Plea bargaining hardly makes one guilty! There are many reasons why otherwise innocent people plead guilty but I would never expect an idiot to understand.

When faced with the prospect of 5-99 on a first degree felony dope charge, it might be appealing to take the 5 as opposed to risking the 99. Again, I would never expect an idiot with no, limited or biased views of how criminal courts really work in Texas to understand.

It's a bitter pill to swallow, I agree, that your belief system, that Texas system is somehow fabulous, is flawed. IT IS FLAWED and in a way that calls thousands of convictions into question.

Le Poer said...

Well if it is so flawed take it to the "ballot box" and call your "elected representatives" - have you heard that before? And also how about Cornyn for Texas and Barton too. Texas is still run by the Red Republicans!

Le Poer said...

Oh- by the way; I forgot one more of "our elected representatives" RICK PERRY -Anybody up for having another CIVIL WAR and "seceding" from the UNION or the United States of America - down here in Texas we might just do that!

Atticus said...

Back to the topic at hand. The Tulia documentary is well done and very even handed. It does as good a job as possible of condensing 4.5 years of events into 57 minutes on film. If you want more details, try Nate Blakeslee's book on Tulia, an interesting read...

Susan Fenner said...

Hurray! This is excellent news! Congratulations to everyone involved in the making of the Tulia documentary.

SuzanneW said...

To anonymous-
If the US law enforcement system is the best in the world, what country comes in second and why?

True Texan said...

Odd that Cassandra Herrman should travel all the way to Texas to find racism. In her own hometown of San Francisco:

"In the most expensive city in the world, Blacks’ per capita income is less than half – only 44 percent – that of whites. No wonder 35,000 Black San Franciscans have been pushed out of the city since 1990.
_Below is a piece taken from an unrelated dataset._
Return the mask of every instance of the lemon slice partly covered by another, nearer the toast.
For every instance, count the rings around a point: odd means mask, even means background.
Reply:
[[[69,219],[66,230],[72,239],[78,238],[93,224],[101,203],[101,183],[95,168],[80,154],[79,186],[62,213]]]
Here in Bayview Hunters Point, San Francisco’s last Black homeland, where all signs point to a concerted City Hall policy to push out all Black people and where, to that end, police are ordered to “saturate” our neighborhood while their helicopters hang heavy every day over our heads and, when we don’t seem scared enough, they terrorize us with a tank and call in the snipers to shoot our children in the back, we know we’re more likely to get arrested here than just about anyplace else on earth.

And now the report tells us exactly how likely: The felony arrest rate for Black San Franciscans – the proportion of us who are arrested and accused of a felony – is 13.95 percent! That compares with a felony arrest rate for Asians of .62 percent, Latinos of 2.85 percent and whites of 2 percent."

Don't know of any tanks or helicopters in Tulia. Could it just be that a small town in Texas is a lot easier to criticize than a "progressive" city in California? I can't think of any Texas counterpart to the Watts riots. Maybe these young ladies should stay closer to home.